“He used to write a lot because he wanted to document South African stories through the eyes of a South African unlike the literature that we were exposed to growing up where everything was told through the eyes of the west,” said Mathobo.
The poem paints Shaka as a great military strategist, visionary leader and a unifier of African tribes.
“My husband was actually quite disappointed about the literature that was available on African heroes because it painted great leaders like King Shaka as bloodthirsty individuals because the authors did not understand their backgrounds nor had they done adequate research on the subjects they were writing about,” said Mathobo.
The University of KZN Press published UNodumehlezi KaMenzi in isiZulu for the first time this year and Mathobo and the Mazisi Kunene Foundation team will be launching it at the inaugural Nirox Words Festival, in Krugersdorp, on Saturday.
“This important initial step to ensure that the Mazisi Kunene legacy lives on and thrives at his alma mater, in KZN and the country, demonstrates the commitment that UKZN has made and will continue to make to preserve and grow isiZulu as a respected academic and literary language on the African continent,” said UKZN vice-chancellor Albert van Jaarsveld.
Award-winning poet Jessica Mbangeni said she was honoured and looking forward to perform an excerpt from the poem during the festival.

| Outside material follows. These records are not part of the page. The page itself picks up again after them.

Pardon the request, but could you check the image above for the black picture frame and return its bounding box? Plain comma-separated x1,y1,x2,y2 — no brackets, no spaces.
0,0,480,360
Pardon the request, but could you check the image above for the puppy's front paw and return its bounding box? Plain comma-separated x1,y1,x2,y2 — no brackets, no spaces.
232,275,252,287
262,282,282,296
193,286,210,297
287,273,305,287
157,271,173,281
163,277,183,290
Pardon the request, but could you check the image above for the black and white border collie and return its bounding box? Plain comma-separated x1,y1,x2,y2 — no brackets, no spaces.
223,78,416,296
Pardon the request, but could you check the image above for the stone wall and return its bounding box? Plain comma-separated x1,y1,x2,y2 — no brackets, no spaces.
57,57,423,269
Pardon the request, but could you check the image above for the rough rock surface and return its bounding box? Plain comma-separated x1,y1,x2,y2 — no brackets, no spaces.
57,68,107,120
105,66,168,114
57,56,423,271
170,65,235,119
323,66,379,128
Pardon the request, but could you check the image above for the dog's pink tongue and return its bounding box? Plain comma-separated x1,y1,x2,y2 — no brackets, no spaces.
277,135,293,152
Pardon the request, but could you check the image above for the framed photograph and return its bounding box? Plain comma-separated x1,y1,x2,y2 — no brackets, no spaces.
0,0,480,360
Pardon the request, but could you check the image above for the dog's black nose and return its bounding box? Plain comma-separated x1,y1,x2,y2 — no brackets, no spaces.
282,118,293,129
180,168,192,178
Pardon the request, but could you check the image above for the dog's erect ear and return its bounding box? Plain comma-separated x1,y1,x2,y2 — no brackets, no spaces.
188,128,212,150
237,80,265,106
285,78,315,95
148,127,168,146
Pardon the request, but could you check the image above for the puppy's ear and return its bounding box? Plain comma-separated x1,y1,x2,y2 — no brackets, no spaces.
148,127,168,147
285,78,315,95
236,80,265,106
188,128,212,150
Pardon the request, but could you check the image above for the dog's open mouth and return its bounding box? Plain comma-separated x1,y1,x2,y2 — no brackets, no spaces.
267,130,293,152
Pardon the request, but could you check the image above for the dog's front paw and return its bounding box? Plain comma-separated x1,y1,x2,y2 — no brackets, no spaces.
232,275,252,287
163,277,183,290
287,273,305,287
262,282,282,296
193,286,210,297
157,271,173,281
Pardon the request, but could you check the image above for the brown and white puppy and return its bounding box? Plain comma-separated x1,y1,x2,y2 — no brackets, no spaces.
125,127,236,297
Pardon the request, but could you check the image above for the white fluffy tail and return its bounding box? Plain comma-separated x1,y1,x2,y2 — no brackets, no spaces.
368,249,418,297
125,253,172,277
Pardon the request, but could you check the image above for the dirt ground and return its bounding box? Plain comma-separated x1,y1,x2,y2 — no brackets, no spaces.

“This is a most beautiful chapter of my life, a sheer batter of my soul; the history that defines my black power despite all the indoctrination that has fabricated our African story all over the world. We are telling our African story from an African perspective and we will tell it as Mazisi Kunene has written,” said Mbangeni.
Mathobo said the need and importance for South African writers to document African stories as they knew them became even more pressing after the couple left KwaZulu-Natal when they went on exile in the 1960s as they became exposed to more books on Africans, some which were still banned in SA.
“He was like a man running out of time, everywhere he went he was writing and he used to tell me that words would be there for thousands of years so that the next generation would never be misled about their own history,” Mathobo recalled.
They returned to Durban after 34 years and their home, in Glenwood, has since been turned into a museum where Mazisi Kunene Foundation operates from.
While Kunene is known for many internationally celebrated books such as the Anthem of the Decades, originally called Inhlokomo Yeminyaka, Mathobo said he never wrote in English so all his work had to be translated from IsiZulu.
“He used to say he could not think or be angry in English and needed his ancestors to guide him as he wrote so whatever he wrote could only be authentic in his mother-tongue,” she said.